Causal categories in discourse and cognition. Ed. by Ted Sanders and Eve Sweetser. (Cognitive linguistics research 44.) Berlin: Mouton de Gruyter, 2009. Pp. x, 249. ISBN 9783110224412. $150 (Hb).
Reviewed by Natalia Levshina, University of Leuven
Languages have vast inventories of constructions that highlight different aspects of causal relationships. This volume focuses on causal connectives and causative auxiliaries in English, Dutch, and Polish. In addition to detailed linguistic descriptions, it also offers fundamental theoretical insights (e.g. how one can integrate mental spaces and subjectivity) and raises a number of vital methodological issues, such as converging evidence and linguistic hypothesis testing.
The volume contains an introduction from the editors and six articles. In the introduction, the editors present the basic concepts that account for variation found in most of the subsequent case studies, such as subjectivity, perspective, domains of use, and mental spaces.
The chapter, ‘Causality, cognition and communication: A mental space analysis of subjectivity in causal connectives’, by Ted Sanders, José Sanders, and Eve Sweetser, introduces the theoretical concept of the basic communicative spaces network, which integrates the mental space theory by Gilles Fauconnier with the contemporary models of subjectivity and discourse perspective. This framework is employed by the authors to explain the contrasts between several causal connectives in Dutch.
In the chapter, ‘Causal connectives in Dutch Biblical translations’, José Sanders explores the diachronic dimension of causality. Using a parallel corpus of five Old Testament narratives translated into English and Dutch in the seventeenth century and recently, the author finds that the level of the speaker’s subjectivity is higher in the contemporary translations, where the narrator has ‘entrance to the character’s consciousness’ (77).
Barbara Dancygier’s contribution, ‘Causes and consequences: Evidence from Polish, English, and Dutch’, investigates the Polish connectives to and bo (markers of the construed result and cause, respectively). The study explores the role of subjectivity and intersubjectivity in the semantics of the connectives, which help the speaker ‘manage argumentation and inferencing across different subjectivities’ (96).

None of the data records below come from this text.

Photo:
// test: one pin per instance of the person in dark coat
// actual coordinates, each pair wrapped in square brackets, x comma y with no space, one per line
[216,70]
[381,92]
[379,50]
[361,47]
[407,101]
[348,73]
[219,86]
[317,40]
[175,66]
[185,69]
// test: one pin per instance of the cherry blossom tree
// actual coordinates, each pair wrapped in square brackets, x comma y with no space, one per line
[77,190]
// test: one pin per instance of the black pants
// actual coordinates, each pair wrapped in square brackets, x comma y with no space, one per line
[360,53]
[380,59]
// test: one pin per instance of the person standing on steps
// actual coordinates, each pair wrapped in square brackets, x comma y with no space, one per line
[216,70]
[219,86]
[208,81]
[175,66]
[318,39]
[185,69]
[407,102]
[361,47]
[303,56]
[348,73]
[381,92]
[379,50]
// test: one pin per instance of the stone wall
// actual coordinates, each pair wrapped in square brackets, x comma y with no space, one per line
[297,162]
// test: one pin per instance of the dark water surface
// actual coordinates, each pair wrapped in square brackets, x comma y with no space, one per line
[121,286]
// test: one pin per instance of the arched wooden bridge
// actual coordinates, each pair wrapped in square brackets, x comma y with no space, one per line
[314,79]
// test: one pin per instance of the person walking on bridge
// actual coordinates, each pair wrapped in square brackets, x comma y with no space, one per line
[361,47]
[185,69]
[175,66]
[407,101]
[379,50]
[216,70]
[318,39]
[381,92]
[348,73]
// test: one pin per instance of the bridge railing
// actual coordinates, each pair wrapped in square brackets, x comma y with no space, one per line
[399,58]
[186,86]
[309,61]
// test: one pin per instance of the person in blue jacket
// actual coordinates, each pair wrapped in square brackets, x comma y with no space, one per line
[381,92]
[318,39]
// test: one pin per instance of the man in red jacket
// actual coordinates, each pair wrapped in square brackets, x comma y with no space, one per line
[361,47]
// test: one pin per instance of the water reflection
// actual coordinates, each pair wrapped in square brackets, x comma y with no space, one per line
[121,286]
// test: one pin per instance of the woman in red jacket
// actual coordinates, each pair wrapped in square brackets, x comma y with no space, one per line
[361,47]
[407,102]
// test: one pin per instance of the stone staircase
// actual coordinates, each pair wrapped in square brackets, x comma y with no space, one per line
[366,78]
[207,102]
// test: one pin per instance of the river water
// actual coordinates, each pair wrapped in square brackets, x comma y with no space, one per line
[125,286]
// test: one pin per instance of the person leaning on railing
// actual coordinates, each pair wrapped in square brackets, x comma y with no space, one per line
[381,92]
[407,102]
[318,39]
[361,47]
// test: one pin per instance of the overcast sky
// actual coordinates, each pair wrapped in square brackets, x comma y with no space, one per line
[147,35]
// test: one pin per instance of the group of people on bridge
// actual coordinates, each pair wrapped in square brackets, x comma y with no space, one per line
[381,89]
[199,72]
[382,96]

The chapter, ‘Categories of subjectivity in Dutch causal connectives: A usage-based analysis’, by Ninke Stukker, Ted Sanders, and Arie Verhagen, studies the interplay of conceptual and usage factors in the use of the Dutch causal connectives daardoor, daarom, and dus ‘so, therefore’. The authors also test the hypotheses about the prototypical and non-prototypical usages of the connectives.
The chapter by Dirk Speelman and Dirk Geeraerts, ‘Causes for causatives: The case of Dutch doen and laten’, focuses on the Dutch causative auxiliaries doen ‘do’ and laten ‘let’. Applying advanced multivariate statistical techniques, the authors show that lectal and collocational variables co-determine the speaker’s choice between the auxiliaries together with semantic factors. They also argue for a rigorous quantitative approach to linguistic hypothesis testing.
The final article in the volume is ‘Causal categories in discourse—Converging evidence from language use’ by Ted Sanders and Wilbert Spooren. The authors present a number of case studies, which provide different ‘windows’ into the conceptualization of causal relationships in language—from elicited judgments in categorization tasks and eye tracking to language acquisition data.
To summarize, the volume will give readers an idea of the complex interplay of conceptual, processing, cultural, and other factors in the use of causal constructions in different languages. This complexity requires diverse and sophisticated methodological tools. A valuable contribution to the existing research on linguistic expression of causality, the volume should be of interest to anyone concerned with the conceptual and experiential foundations of language.